Elle est progressive, mais inéluctable. Ainsi nos Journaux télévisés maintenant font passer peu à peu à l’arrière-plan les nouvelles de la guerre en Ukraine. En « Une » ils mettent le prix de l’essence, l’inflation, le pouvoir d’achat, etc. Cela ne veut pas dire que le conflit ukrainien perd de sa virulence, loin de là : c’est même plutôt le contraire de jour en jour. Mais enfin on pense que le public chez nous va s’en lasser, et on prend les devants pour lui complaire.
Sur un site Internet consacré aux performances de la Bourse, j’ai vu que par rapport à la guerre les investisseurs veulent maintenant « tourner la page », et « passer à autre chose ». Autrement dit l’Ukraine peut bien être détruite, désormais on s’en accommode, c’est derrière nous, et les affaires continuent comme d’habitude : business as usual. Est-il rien de plus cynique que cette attitude ? Est-il rien qui ne soit pourri par ce capitalisme effréné ?
Les investisseurs ou plutôt ici les spéculateurs boursiers ne font pas même réflexion que cette guerre pourrait bien changer le cours de la mondialisation, comme je l’ai déjà évoqué (lien). On ne réfléchit pas, on navigue à vue, on va de panique justifiée en euphorie absurde. Comme l’orchestre sur le pont du Titanic continuait de jouer en plein naufrage. On ne voit pas que la musique puisse s’arrêter, et on continue de danser.
Qui parle même, à l’occasion de cette guerre, d’économies à faire chez nous, de vie plus frugale à adopter ? Ce serait pourtant le moins qu’on puisse faire, et qui serait un hommage symbolique au peuple ukrainien : on prendrait par là une petite part à son épreuve.
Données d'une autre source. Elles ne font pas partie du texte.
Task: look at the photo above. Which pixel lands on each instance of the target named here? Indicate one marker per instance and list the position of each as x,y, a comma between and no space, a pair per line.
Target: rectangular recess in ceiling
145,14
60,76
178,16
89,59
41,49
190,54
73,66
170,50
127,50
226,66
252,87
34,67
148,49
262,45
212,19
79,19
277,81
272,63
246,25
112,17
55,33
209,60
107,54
Mais non, on ne parle que de maintenir le pouvoir d’achat. On ne pense pas au simple pouvoir d’être : être un humain, dans la dignité et l’empathie.
Bien sûr on oubliera petit à petit les images de bâtiments dévastés, de civils tués, et on regardera ailleurs. On ne pensera plus à ce que dit La Bruyère : « Il y a une sorte de honte à être heureux, à la vue de certaines misères. » Ou encore à ce qu’avoue le personnage de Thérèse, dans La Sauvage d’Anouilh : « Il y aura toujours un petit chien crevé quelque part qui m’empêchera d’être heureuse. »
On dit que l’oubli est nécessaire pour pouvoir continuer à vivre. C’est peut-être vrai parfois. Mais il y a des cas, comme aujourd’hui, où il apparaît comme la pire des trahisons.
Pendant la récente crise sanitaire, on prenait de bonnes résolutions, et on parlait souvent du « monde d’après », plus responsable, plus attentionné pour l’essentiel. Eh bien, à voir ce qui se passe chez nous maintenant, ce monde d’après ressemble bien au monde d’avant.